The development of parallel computing, which harnesses the power of many small computers to work on a single task, also spelled the end for FIPS, Kocher said. "I actually expected this to happen a year ago. ... It's gotten to the point where any government curious enough to break DES traffic could."
Even malicious hackers in control of an army of virus-infected "zombie" computers could make short work of the single DES algorithm, he said.
NIST is proposing that federal agencies use DES only as a component of the Triple Data Encryption Algorithm, also known as Triple DES. However, NIST encouraged agencies to implement the stronger and faster Advanced Encryption Standard algorithm instead.
Either Triple DES or AES are "many trillions of times" stronger than DES and could take decades or centuries to break, even with the current rate of advancement in computer processing speed, Kocher said.
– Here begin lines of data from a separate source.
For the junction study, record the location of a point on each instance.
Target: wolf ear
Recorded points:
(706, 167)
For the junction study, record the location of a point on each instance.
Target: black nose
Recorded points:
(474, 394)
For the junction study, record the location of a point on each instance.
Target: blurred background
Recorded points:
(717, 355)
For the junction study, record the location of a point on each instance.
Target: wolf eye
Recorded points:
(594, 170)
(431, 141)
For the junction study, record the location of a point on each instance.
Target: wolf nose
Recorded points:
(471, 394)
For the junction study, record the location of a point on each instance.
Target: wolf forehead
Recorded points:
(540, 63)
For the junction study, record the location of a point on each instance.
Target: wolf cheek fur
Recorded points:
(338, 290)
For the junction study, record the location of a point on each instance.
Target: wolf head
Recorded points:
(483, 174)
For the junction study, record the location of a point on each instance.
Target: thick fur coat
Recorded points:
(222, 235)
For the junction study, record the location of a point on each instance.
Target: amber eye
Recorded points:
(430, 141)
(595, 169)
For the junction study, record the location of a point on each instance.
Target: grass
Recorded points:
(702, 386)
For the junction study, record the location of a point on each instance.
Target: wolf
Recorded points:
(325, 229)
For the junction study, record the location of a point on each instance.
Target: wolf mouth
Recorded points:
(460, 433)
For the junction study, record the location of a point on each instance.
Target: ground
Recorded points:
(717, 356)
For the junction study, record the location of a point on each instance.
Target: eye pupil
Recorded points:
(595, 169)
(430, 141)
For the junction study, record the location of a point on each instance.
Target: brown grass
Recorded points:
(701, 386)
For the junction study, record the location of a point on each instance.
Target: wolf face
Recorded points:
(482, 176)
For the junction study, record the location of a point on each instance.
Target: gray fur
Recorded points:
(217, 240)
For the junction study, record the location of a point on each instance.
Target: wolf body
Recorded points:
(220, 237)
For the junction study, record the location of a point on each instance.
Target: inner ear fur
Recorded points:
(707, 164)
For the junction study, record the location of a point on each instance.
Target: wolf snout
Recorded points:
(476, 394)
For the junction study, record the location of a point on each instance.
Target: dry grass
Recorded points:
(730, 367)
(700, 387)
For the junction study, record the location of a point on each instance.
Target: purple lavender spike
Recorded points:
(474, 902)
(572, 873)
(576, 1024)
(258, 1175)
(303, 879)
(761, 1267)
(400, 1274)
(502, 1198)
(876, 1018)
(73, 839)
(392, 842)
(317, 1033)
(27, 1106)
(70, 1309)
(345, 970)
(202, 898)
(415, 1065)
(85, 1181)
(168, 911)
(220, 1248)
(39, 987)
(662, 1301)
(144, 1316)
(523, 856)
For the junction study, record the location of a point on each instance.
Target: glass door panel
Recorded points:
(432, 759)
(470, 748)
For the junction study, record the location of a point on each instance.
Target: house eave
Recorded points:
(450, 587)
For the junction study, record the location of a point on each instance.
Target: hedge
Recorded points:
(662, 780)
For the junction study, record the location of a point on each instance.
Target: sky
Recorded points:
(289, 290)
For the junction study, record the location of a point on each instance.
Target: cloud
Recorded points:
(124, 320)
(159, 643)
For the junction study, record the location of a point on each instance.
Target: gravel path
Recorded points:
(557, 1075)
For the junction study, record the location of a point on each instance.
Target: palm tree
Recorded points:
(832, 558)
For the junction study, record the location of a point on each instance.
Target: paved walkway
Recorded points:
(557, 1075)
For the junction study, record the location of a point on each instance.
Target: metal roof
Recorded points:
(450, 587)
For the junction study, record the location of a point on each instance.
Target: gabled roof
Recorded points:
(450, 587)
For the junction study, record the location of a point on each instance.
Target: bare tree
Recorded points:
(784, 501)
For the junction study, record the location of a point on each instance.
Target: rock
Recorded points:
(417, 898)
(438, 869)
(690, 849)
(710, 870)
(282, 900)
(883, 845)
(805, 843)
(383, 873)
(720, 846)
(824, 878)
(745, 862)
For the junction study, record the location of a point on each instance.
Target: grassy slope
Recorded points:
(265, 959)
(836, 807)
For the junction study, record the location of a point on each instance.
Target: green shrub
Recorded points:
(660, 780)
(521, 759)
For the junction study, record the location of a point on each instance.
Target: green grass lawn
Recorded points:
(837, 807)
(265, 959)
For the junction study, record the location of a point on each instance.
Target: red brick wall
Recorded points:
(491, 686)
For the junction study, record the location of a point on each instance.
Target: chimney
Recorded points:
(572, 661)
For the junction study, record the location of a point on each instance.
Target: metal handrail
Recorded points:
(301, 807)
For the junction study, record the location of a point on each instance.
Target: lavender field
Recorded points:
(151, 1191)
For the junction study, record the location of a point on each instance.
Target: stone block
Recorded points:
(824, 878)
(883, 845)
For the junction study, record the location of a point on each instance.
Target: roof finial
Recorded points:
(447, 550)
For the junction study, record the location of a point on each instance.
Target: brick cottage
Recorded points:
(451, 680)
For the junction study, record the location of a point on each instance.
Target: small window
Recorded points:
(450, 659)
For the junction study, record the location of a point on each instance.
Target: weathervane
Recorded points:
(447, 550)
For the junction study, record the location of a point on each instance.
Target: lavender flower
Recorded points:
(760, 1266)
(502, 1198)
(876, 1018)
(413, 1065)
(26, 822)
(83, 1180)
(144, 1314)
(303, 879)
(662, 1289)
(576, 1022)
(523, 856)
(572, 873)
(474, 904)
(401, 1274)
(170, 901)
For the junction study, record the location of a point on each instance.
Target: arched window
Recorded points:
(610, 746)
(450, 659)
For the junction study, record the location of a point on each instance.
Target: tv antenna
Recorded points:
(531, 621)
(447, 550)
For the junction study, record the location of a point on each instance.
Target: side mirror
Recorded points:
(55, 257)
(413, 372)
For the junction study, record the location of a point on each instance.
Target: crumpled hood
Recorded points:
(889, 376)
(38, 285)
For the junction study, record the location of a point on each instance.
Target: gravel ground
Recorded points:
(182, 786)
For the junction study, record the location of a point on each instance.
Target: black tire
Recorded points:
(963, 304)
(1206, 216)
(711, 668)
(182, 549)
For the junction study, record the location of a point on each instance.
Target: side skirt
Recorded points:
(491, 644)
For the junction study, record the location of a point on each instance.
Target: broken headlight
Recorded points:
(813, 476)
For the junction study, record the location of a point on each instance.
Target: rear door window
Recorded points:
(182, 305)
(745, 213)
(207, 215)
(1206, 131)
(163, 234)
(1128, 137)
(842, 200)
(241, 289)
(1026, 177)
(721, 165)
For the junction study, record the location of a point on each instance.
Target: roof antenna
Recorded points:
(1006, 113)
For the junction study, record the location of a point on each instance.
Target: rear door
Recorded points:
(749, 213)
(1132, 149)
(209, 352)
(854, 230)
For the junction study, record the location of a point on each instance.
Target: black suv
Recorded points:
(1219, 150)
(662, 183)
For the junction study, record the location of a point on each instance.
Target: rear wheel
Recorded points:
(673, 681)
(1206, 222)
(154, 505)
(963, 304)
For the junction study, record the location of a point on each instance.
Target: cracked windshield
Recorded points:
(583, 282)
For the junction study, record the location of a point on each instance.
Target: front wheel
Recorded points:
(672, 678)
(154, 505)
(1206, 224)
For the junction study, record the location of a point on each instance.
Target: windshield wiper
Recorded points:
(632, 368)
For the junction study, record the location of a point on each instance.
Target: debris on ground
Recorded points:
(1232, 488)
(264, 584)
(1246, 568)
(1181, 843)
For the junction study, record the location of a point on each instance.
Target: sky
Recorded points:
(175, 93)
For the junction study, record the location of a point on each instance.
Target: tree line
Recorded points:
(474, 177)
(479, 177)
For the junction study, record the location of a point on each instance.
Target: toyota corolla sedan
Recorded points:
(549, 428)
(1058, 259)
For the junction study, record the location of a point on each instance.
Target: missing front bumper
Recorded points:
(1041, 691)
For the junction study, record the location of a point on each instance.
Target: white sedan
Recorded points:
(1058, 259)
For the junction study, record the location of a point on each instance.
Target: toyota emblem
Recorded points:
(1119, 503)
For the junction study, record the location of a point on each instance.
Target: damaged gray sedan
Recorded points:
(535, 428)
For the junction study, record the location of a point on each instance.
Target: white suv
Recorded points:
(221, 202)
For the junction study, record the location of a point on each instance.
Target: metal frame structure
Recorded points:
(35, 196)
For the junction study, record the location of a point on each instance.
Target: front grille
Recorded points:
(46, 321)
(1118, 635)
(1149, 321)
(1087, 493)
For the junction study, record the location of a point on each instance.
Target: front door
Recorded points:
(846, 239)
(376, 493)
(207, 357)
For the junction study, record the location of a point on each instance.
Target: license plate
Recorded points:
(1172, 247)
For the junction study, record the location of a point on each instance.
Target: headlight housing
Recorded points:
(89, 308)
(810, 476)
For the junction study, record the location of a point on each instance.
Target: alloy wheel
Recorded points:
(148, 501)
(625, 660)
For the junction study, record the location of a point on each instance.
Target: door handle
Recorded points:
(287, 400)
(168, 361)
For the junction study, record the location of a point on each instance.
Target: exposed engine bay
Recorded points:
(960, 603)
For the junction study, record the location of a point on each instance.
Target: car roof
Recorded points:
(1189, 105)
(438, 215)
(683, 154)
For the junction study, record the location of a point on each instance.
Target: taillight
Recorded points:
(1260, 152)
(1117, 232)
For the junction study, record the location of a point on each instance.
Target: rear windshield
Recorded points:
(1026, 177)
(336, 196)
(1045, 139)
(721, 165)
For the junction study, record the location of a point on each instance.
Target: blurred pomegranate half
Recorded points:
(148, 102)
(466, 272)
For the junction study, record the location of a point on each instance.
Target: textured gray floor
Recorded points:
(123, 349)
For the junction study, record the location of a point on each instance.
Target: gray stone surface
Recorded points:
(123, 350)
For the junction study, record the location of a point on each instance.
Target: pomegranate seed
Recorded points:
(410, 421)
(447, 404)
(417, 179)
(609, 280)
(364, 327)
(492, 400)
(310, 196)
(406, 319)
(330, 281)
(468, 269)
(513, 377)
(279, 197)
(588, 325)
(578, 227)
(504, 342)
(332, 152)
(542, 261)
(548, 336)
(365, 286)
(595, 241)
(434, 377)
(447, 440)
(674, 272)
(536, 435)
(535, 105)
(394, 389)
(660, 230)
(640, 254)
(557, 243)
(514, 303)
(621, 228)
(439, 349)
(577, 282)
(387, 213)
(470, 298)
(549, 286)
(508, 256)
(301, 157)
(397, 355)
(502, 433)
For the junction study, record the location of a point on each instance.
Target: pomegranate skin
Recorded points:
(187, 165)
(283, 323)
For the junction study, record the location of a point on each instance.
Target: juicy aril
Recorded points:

Still, the switch to higher encryption algorithms may be difficult for older software products, many of which were designed to work exclusively with single DES and may not integrate well with products using the newer algorithms, he said. The NIST Web site lists more than 450 software and hardware products dating to 1995, and while many of the newer products approved for use in the government support DES, AES and Triple DES, older products frequently do not.
While the loss of FIPS certification has not yet been approved, software vendors with legacy products will likely be scrambling to update their products to work with the stronger encryption.
That could be good news for the security community, which was worried about loosely protected data, and for the companies, which may be able to charge the government for software upgrades to their products, Kocher said.